Chapter 13 describes procedures for transferring from one Congregational church to another, and chapter 14 describes procedures for censuring and excommunicating members who refuse to repent of offenses.

===Relations with other churches and the state===
Though distinct and lacking authority over one another, the platform affirms the importance of maintaining communion among Congregational churches. Six ways of showing the communion of churches are identified:
1. taking thought for each other's welfare
2. consulting on any topic or cause where another church has more familiarity or information about a topic
3. admonishing another church, even to the point of convening a synod of neighboring churches and ceasing communion with the offending church
4. allowing members of one church to fully participate and receive the Lord's Supper in another church
5. sending letters of recommendation when a member goes to a new church, due to a seasonal or permanent relocation
6. financial support for poor churches

Congregational churches may call for elders and other congregational representatives to meet together in a synod or church council to argue, debate and determine matters of religion. Civil authorities may also call synods to provide religious advice and counsel. Because each Congregational church is self-governing, synods can only advise and recommend. Synods cannot exercise jurisdiction or authority over a local church.

Chapter 17 affirms that church officers may not interfere with the civil government nor government officials with the church. However, the government should punish idolatry, blasphemy, heresy, and "the venting of corrupt and pernicious opinions".

==Use and influence==
The synod completed the Cambridge Platform in 1648, and after the churches were given time to study the document, provide feedback, and finally ratify it, the General Court commended it as an accurate description of Congregational practice. While the platform was legally nonbinding and intended only to be descriptive, it soon became regarded by ministers and lay people alike as the religious constitution of Massachusetts, guaranteeing the rights of church officers and members.

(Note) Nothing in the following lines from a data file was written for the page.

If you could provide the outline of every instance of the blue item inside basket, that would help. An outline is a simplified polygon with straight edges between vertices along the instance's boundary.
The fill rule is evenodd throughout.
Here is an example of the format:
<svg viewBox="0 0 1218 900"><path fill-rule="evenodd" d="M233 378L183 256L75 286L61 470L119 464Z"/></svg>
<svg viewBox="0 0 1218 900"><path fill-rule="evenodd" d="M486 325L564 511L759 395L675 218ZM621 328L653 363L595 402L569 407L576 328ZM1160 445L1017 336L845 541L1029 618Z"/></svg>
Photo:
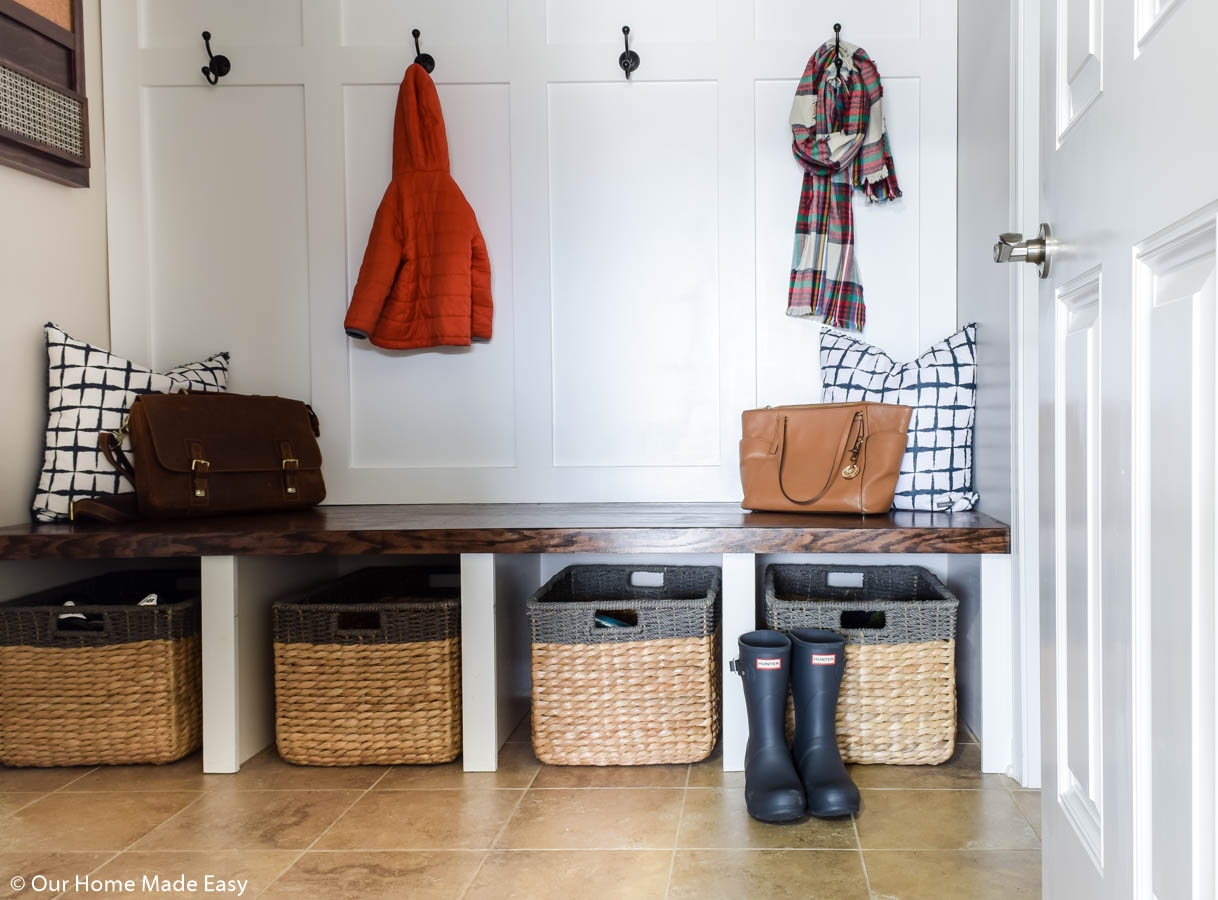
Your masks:
<svg viewBox="0 0 1218 900"><path fill-rule="evenodd" d="M619 619L609 615L608 613L599 611L596 614L594 619L598 628L632 628L638 625L637 615L636 621L633 622L627 622L625 619Z"/></svg>

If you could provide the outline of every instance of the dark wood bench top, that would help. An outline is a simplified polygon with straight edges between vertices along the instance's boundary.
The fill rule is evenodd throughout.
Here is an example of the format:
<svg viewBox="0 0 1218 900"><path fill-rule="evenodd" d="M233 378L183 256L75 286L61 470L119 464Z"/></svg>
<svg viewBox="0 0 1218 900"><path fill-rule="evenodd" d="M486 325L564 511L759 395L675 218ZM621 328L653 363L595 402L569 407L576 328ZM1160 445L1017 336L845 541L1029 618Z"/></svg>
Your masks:
<svg viewBox="0 0 1218 900"><path fill-rule="evenodd" d="M1009 553L980 513L747 513L734 503L476 503L0 529L0 559L409 553Z"/></svg>

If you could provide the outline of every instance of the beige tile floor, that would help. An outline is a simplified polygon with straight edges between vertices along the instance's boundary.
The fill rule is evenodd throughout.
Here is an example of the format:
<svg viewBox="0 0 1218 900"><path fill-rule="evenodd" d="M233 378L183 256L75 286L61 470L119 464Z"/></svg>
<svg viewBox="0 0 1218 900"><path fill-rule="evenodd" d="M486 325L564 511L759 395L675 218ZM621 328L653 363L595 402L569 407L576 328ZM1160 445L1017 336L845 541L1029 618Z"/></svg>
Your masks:
<svg viewBox="0 0 1218 900"><path fill-rule="evenodd" d="M743 777L693 766L542 766L521 726L499 771L306 768L273 751L235 776L161 767L0 768L0 898L35 874L205 876L245 898L1018 898L1040 894L1040 804L978 771L966 731L944 766L856 766L855 818L765 826ZM13 890L11 879L27 879ZM202 884L200 884L200 888ZM147 896L233 896L171 891Z"/></svg>

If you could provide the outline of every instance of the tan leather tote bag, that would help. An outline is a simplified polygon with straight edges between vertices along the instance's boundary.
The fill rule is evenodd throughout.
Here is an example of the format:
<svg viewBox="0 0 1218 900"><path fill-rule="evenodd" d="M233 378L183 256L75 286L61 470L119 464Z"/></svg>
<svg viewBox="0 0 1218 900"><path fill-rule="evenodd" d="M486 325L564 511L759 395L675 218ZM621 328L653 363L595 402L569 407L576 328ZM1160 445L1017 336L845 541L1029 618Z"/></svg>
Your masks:
<svg viewBox="0 0 1218 900"><path fill-rule="evenodd" d="M741 505L776 513L887 513L912 412L867 402L745 410Z"/></svg>

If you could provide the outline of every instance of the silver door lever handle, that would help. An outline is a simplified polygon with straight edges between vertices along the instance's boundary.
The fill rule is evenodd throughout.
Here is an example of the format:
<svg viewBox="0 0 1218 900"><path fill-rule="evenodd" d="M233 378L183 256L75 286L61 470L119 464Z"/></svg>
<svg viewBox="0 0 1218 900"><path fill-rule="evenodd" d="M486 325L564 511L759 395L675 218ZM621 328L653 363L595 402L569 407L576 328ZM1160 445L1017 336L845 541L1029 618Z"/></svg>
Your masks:
<svg viewBox="0 0 1218 900"><path fill-rule="evenodd" d="M1040 223L1040 231L1030 240L1023 240L1022 234L1013 231L1000 234L998 244L994 245L994 262L1032 263L1041 278L1049 278L1051 241L1052 231L1044 222Z"/></svg>

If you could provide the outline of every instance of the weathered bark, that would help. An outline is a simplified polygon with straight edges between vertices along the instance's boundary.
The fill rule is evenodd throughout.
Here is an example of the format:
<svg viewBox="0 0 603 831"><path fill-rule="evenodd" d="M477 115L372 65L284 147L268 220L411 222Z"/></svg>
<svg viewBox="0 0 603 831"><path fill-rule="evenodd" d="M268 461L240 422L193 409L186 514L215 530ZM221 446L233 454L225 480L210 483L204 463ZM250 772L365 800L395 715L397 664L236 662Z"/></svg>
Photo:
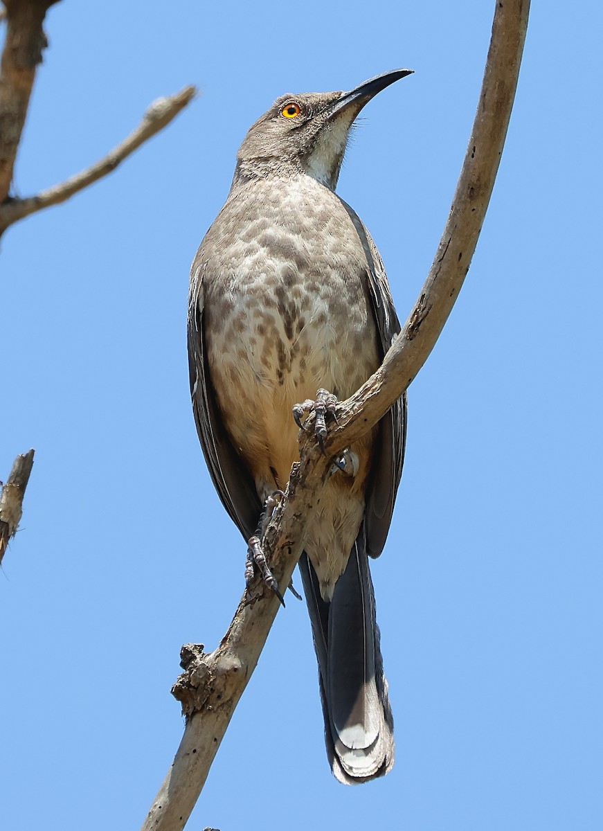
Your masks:
<svg viewBox="0 0 603 831"><path fill-rule="evenodd" d="M0 563L21 522L23 497L32 473L34 452L27 450L15 459L8 479L0 491Z"/></svg>
<svg viewBox="0 0 603 831"><path fill-rule="evenodd" d="M36 67L47 46L42 23L58 0L4 0L7 37L0 65L0 204L8 195Z"/></svg>
<svg viewBox="0 0 603 831"><path fill-rule="evenodd" d="M55 184L47 190L42 190L37 196L28 196L22 199L7 199L0 205L0 234L17 219L22 219L23 217L35 214L43 208L65 202L74 194L111 173L147 139L169 124L194 97L196 92L194 86L185 86L179 92L167 98L158 98L149 106L134 132L91 167L81 170L61 184Z"/></svg>

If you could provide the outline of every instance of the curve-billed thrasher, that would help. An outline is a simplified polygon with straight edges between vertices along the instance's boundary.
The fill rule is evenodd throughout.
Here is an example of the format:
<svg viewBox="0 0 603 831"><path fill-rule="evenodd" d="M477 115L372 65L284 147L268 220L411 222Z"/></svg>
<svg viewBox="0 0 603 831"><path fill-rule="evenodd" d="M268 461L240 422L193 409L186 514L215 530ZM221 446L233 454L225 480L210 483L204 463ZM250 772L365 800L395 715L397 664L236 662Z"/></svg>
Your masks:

Congregational minister Albert Elijah Dunning wrote that it was "the most important document produced by the Congregationalists of the seventeenth century, for it most clearly represents the belief of the churches and their system of government for more than one hundred years". In Connecticut, it was replaced by the Saybrook Platform of 1708, which brought the Congregational churches closer to a presbyterian form of government.

The document has significant ramifications for the polity of certain denominations today. For example, the congregations of the United Church of Christ, Unitarian Universalist churches, and other present-day descendants of the Puritan churches maintain congregational polity as their local church organization, while establishing extensive denominational administrations to ensure ministerial oversight and facilitate communication between denominations. When some Churches of the Standing Order in New England became Unitarian following the Unitarian Controversy, they kept a congregational polity. This polity had a profound influence on the organization and polity of the American Unitarian Association, and, in turn, that of the Unitarian Universalist Association—an organization that, while despite significant theological differences from the signers of the 1648 document, still shares many aspects of the same polity.

Its influence extended beyond what is today the United States. The platform played a role in shaping the Savoy Declaration of 1658, which was produced by English Congregationalists.